NORTHBOROUGH, Mass. — Voters at the second night of Northborough’s Annual Town Meeting approved several capital improvement items and Community Preservation Act projects, as well as some zoning bylaw changes. They rejected a symbolic vote to require photo identification at elections.
Voters approved, in a two-thirds vote, the two citizen petitions that sought to prohibit multi-family dwellings and horizontal mixed-use developments in Business East. Though these measures were not approved by the Planning Board, many residents expressed their concern with the direction the town’s current zoning laws were taking it.
Petitioner Carol Chione said that people move to Northborough "for its scenic and rural culture," but added that thanks to new developments, it is "in danger of losing its peace and charm." She cited specifically the planned development at 130 Main St., but said that the petitions were not aimed at any one developer.
"I think it’s important to vote for it and not to wait," said Scott Welland of Coolidge Circle, who worried that developers may obtain permits and become grandfathered in before the laws can be changed. "Waiting could be quite harmful to the town."
Selectmen Aaron Hutchins and Jeff Amberson, speaking for themselves and not for the Board, also backed the petitions. Hutchins congratulated Chione for her work in bringing them forward, while Amberson urged support for the measures "if for no other reason but to buy time."
Mark Donahue of Woodstone Road, however, warned about changing a few small pieces of a large set of zoning bylaws. "Trying to pull a string out of a tapestry, has a history of ruining that tapestry," he said.

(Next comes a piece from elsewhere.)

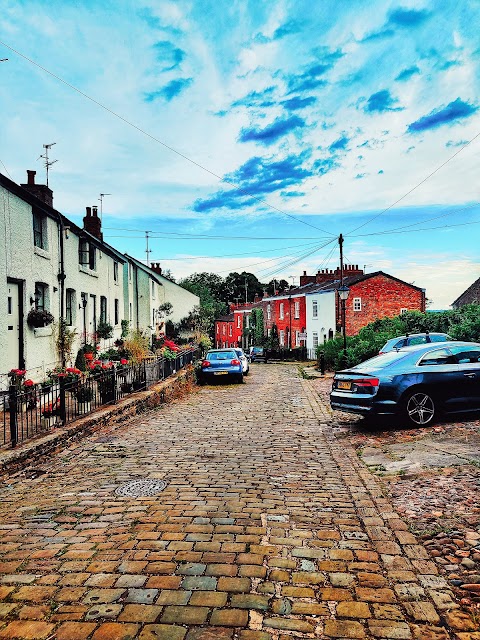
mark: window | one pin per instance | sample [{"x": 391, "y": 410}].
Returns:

Later, voters seemed to sway against the last two petitions, which sought to increase minimum yard setbacks and minimum open space requirements. Both failed to achieve a two-thirds vote for passage.
Planning Board member George Pember told the crowd that "we’ve already got the moratorium" thanks to the first two petitions, and that he didn’t think these were necessary.
Though he still stood by the Planning Board’s decision not to endorse the petitions, Planning Chair Rich Lief acknowledged that the current laws may have created unforeseen consequences. "I haven’t done anything for this town that I did not think was in the best interest for the town," he said. "We will, no matter what happens tonight, review this situation and come back with solutions for next year."
In one of the closer votes of the night, voters rejected a citizen petition that sought to require voters in town elections to show photo identification before voting.
"The sacred right of voting is one every citizen should take seriously," said petitioner John O’Mara. "There is a lot at stake in each and every election."
Relaying the advice of the Town Council, Town Moderator Fred George reminded voters that this vote would merely be symbolic.
"The bottom line is, there is not anything we can do at the municipal level to dictate the process for voters at the state and national level," he said.
Voters approved the remaining capital planning items left over from Monday night’s meeting, including repairs to the Lyman Street well costing $250,000 and the replacement of the 75 kilowatt generator in Melican Middle School with a 300 kilowatt generator, costing $400,000. Town Administrator John Coderre said that the current generator, which was first installed in 1973, only provides enough power to operate emergency lights in the school. This, he said, was insufficient for a building that is supposed to be the town’s emergency shelter.
Voters also approved the funding of a feasibility study requested by the MSBA for renovations to the Lincoln Street School. The MSBA recently accepted the school into its pipeline after a lengthy, multi-year process. Though the study will cost the town $500,000, the MSBA will reimburse about 48 percent of the cost.
"The Lincoln Street School was built in the 1960’s," said Superintendent Charles Gobron. "Some systems within the school are nearing the end of their life."
Lincoln Street School parent—and former student—Julie Peterson agreed. Saying that walking through the building gave her deja vu, as it has not changed since the 1970’s, she added, "the building definitely needs a renovation."
One resident questioned the purpose of the study, suggesting that the town might look to local contractors for much cheaper blueprints. Coderre pointed out, however, that the study must be done the way the MSBA wants it, under their own rules.
Finally, voters approved all Community Preservation Act (CPA) projects, which are funded by a 1.5 percent property tax surcharge and matching state funds. Voters approved $350,000 for the renovation and restoration of the Northborough Town Hall. They also approved $7,200 for the repair of the 1874 George Stevens pipe organ located in the Northborough Historical Society building, and $5,000 for the inventory and assessment of Colonial-era gravestones at the Howard Street Cemetery and Brigham Street Burial Ground.
Several voters suggested that local Boy Scout troops could make a project out of restoring these sites. They also volunteered themselves. John Campbell, chair of the Community Preservation Committee, said that this could reduce the cost of the undertaking.